Creating a multi-cog VGA driver

escherescher Posts: 57
edited November 13 in Propeller 1 Vote Up0Vote Down
How's it spinning everyone...

I have finished an initial version of a 640x480 @ 60 Hz tile-based VGA driver, parameterized to support both 8x8 and 16x16 pixel tiles, as well as screen tile dimensions such that the horizontal and vertical screen tile dimensions are evenly divisible by the tile height and width with theoretical max screen dimensions of 40x30 w/ 16x16 tiles and 80x60 w/ 8x8 tiles. The code is located here. The graphics.spin object is the driver wrapper and vga.spin is the driver itself. The game and input objects are the game logic (which also defines the tile maps, tile palettes, and color palettes) and code to interface with 74HC165 shift registers to receive control inputs.

The problem is, I'm hitting actual dimension ceilings much lower for each because currently, the driver is pulling tile map, tile palette, and color palette data from hub RAM between each waitvid, so literally in real time in a losing race against the pixel clock. And that's before even attempting to incorporate a sprite engine into the driver.

The solution of course is a multi-cog driver, and I've found plenty of good information on this site concerning the implementation of such a system:

- http://forums.parallax.com/discussion/131278/wading-into-video
- http://forums.parallax.com/discussion/106036/multi-cog-tile-driver-tutorial/p1
- http://forums.parallax.com/discussion/123709/commented-graphics-demo-spin/p1

However, I still have some brain-picking to do from the people who have the most experience with this...

From what I've seen in Chip's demo multi-cog video drivers, it appears that he's purposed a single PASM routine to alternately render scanlines. So while one cog is building the next scanline(s) it will render, the other is rendering the scanline(s) it just built (extensible to however many cogs). His code is admittedly beyond my ability to fully understand at this point, but I believe I understand the methodology he's employing. I also understand that in this scenario, "synchronizing" the cogs is vital so that their independent video output is interleaved seamlessly.

The other paradigm I'm seeing is where you have a single "video" cog (which outputs the actual VGA signal) and several "render" cogs which build alternating scanlines and copy them to a buffer which the video cog can grab and display. In this scenario, cog synchronization isn't necessary (unless using a combination of Chip's method to have multiple "video" cogs as well as multiple "render" cogs) however the number of required cogs is increased.
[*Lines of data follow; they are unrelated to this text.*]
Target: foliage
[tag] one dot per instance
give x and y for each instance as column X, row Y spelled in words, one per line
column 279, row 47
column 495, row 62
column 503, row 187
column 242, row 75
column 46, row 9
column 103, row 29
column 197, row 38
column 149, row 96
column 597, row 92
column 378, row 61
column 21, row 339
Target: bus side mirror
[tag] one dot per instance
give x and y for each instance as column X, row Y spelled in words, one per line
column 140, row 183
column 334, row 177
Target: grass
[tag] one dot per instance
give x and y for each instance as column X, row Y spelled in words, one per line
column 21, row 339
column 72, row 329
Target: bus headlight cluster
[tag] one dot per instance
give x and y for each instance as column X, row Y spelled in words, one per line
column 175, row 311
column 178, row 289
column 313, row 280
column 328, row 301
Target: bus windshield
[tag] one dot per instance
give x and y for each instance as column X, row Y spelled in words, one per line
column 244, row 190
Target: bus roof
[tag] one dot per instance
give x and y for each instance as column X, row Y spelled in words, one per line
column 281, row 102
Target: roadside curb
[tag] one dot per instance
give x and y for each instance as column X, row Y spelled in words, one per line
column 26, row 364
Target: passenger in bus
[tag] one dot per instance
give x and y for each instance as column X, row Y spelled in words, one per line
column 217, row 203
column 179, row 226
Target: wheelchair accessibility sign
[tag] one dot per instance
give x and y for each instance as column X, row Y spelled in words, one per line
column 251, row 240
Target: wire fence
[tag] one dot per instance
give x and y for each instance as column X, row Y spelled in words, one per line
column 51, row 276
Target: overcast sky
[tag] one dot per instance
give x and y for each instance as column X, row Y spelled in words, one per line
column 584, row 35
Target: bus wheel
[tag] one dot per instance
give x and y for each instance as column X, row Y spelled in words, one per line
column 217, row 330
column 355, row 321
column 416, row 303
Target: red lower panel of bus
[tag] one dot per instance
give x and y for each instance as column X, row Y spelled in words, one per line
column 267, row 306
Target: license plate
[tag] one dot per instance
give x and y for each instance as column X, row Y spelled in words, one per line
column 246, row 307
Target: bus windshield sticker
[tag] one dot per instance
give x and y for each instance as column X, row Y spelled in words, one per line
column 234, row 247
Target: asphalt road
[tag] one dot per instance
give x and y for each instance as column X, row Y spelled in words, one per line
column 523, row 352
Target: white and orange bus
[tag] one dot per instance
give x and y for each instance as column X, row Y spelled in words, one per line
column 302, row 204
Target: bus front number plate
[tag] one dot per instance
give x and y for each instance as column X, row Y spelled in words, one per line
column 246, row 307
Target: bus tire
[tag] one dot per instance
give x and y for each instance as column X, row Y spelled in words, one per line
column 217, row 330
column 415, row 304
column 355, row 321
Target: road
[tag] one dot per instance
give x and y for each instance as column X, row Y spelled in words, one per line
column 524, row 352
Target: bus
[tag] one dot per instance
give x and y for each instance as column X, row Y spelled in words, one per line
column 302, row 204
I prefer Chip's method personally, due to the reduced resource footprint, however I'm concerned about its scalability i.e. when I add a sprite rendering component to the VGA driver, will there still be enough time to generate data for the video generator? Because with the video+render cogs method, the render cogs don't have to wait for the video generation to be completed before generating the next scanline(s) of data like Chip's method requires; once they've copied their generated data to the scanline buffer they can immediately start generating the next scanline(s), without having to wait for a vertical or horizontal blanking period to do so.

So out of all this, the questions here are:

1. Is this analysis of pros and cons of each accurate?
2. If not/so, which method (or other) is better for both constructing and pushing tile-mapped and sprite-augmented video at VGA speeds?
3. When I get to development of an NTSC driver, will one of these methods be preferential to the other?

Thanks for any help!

Comments

  • 14 Comments sorted by Date Added Votes
  • potatoheadpotatohead Posts: 8,956
    edited November 13 Vote Up0Vote Down
    Chips method results in higher resolutions, but it leaves little time for dynamic display methods, the primary one being sprites. It does use a tile map though. That can do a lot more than people think.

    It also does not do any color any pixel. 4 colors per tile. Works very well with software sprites done in a pseudo-sprite COG that is timed to VBLANK.

    The other method can do any pixel any color, and that works by running waitvid backwards. "WAITVID pixels, #%%3210"

    The pixel values are fixed and reversed, each assigned one of the 4 palette entries. Palette entries become pixel colors, one byte per pixel.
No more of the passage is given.